Goldenrod and myself fished the East Portal for five hours on Sunday. I fished white and chartreuse buggers with my Type 3 sinking line for a good part of the morning and only hooked up with one 19" cutt, Goldenrod fished white jigs and finally put on the Lucky Craft ghost minnow and picked up a nice fish. I switched to my spin gear and tried the same but I am new to the Lucky Craft and switched back to my fly rod after ten minutes. My buddy hooks up again with the Lucky so I switched again. Got a bite pretty quick but didn't really connect but a few minutes later I became a Lucky Craft convert. It felt like I had caught the bottom or a log, except for the heavy shake. Sorry no pictures of the fish. I am not very good at getting the camera out when the fish doesn't really even fit into my deep net and the lure is all caught up in the net and the mouth of the monster. Things were a bit out of control. I repeated that experience later in the day.
After dragging bugs around in my pontoon for the better part of 15 years, the Lucky Craft puts me into a completely different class of fish, top end of the slot and above. The first fish on the Lucky was over the slot. I don't know by how much but I had a hard time just lifting the net out of the water and the cutt was head and tail out of the net.


----------



## LOAH (Sep 29, 2007)

Sweet deal. Glad you got into some nice fish.


----------



## Nor-tah (Dec 16, 2007)

Congrats to you! That east portal area needs some more exploring on my part. Thanks for the heads up.


----------



## catch22 (Feb 26, 2009)

Actually. I think its the West Portal, you know by Bryants Fork. I don't know how I got it wrong.


----------



## 1morecast (Dec 6, 2007)

Thanks for the report, i'm really worried about buying a lucky because of the cost and the fact of losing them. I've heard nothing but good, but that $17.99 really hammers the wallet.


----------



## Nor-tah (Dec 16, 2007)

The size 65 is much cheaper at 13. They are totally worth and work great! 

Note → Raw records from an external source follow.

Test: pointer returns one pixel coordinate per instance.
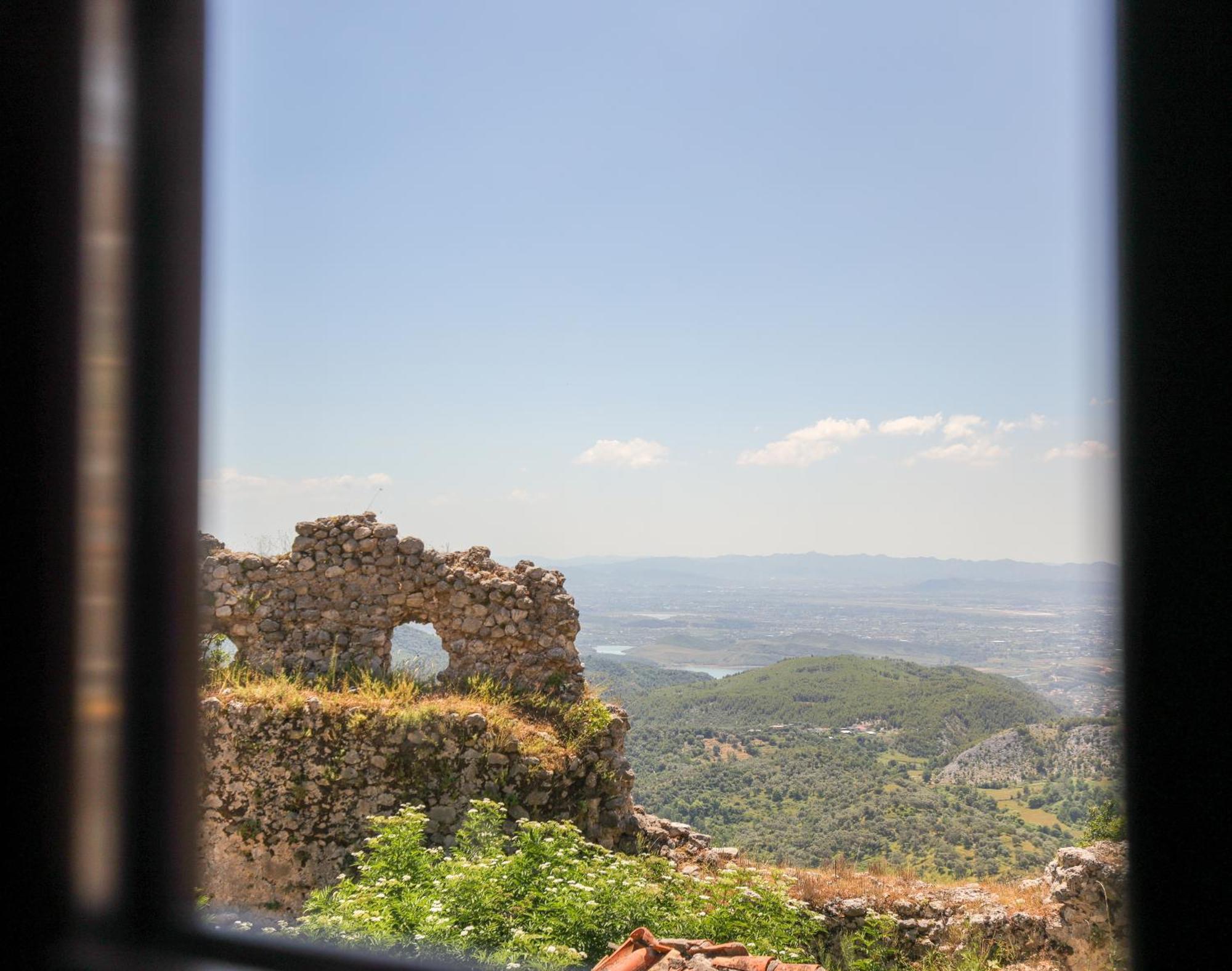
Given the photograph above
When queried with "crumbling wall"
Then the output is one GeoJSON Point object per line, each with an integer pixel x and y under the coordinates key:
{"type": "Point", "coordinates": [288, 789]}
{"type": "Point", "coordinates": [348, 581]}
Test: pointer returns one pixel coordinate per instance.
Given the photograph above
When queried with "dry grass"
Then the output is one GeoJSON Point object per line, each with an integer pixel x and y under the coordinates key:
{"type": "Point", "coordinates": [883, 885]}
{"type": "Point", "coordinates": [402, 696]}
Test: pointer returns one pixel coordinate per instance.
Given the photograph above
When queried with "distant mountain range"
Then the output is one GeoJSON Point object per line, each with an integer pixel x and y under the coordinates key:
{"type": "Point", "coordinates": [822, 568]}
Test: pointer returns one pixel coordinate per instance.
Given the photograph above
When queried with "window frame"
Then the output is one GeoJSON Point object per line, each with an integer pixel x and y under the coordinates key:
{"type": "Point", "coordinates": [1171, 75]}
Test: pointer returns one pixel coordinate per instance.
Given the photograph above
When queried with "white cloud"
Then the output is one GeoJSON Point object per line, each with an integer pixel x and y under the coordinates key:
{"type": "Point", "coordinates": [1033, 423]}
{"type": "Point", "coordinates": [633, 454]}
{"type": "Point", "coordinates": [1088, 449]}
{"type": "Point", "coordinates": [911, 425]}
{"type": "Point", "coordinates": [976, 453]}
{"type": "Point", "coordinates": [963, 427]}
{"type": "Point", "coordinates": [808, 445]}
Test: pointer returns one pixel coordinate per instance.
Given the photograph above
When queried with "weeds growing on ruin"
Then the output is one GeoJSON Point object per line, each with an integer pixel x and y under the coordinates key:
{"type": "Point", "coordinates": [543, 897]}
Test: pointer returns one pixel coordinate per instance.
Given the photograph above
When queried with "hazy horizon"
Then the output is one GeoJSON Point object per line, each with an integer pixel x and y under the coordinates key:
{"type": "Point", "coordinates": [665, 279]}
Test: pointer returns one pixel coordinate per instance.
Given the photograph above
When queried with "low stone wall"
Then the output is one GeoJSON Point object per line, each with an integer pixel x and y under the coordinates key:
{"type": "Point", "coordinates": [288, 791]}
{"type": "Point", "coordinates": [1080, 922]}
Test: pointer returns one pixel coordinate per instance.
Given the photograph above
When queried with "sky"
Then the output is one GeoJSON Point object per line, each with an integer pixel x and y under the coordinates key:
{"type": "Point", "coordinates": [663, 278]}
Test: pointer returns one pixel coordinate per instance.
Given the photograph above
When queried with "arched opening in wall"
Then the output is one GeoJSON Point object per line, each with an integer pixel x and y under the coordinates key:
{"type": "Point", "coordinates": [418, 648]}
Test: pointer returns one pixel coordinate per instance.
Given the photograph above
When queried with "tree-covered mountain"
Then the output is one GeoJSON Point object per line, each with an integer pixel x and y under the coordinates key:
{"type": "Point", "coordinates": [933, 710]}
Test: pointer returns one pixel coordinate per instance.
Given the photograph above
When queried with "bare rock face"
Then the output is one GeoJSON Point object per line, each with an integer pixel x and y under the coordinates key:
{"type": "Point", "coordinates": [348, 581]}
{"type": "Point", "coordinates": [1090, 923]}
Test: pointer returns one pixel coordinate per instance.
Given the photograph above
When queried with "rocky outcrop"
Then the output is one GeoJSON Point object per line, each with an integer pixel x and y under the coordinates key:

And yes, I knew what you meant, I just didnt know what it was called hahah. I have an uncle who works for the water conservancy, he was up there on the 6th water side and said when they walked a ways in the tunnel he asked the supervisor what the white speck was up ahead. The supervisor goes, "that strawberry FOUR MILES away!!" Pretty crazy. he also said there were fish swimming around in the pools in the tunnel.


----------



## LOAH (Sep 29, 2007)

Isn't that the tunnel that spills into 6th Water? I've always had an interest in that area.


----------



## tomegun (Sep 25, 2007)

*Throw a Lucky in a 128 or a 100 DD. Better hold on tight. OOPS! I wasn't supposed tell about those. I don't care. San Diego hear I come*


----------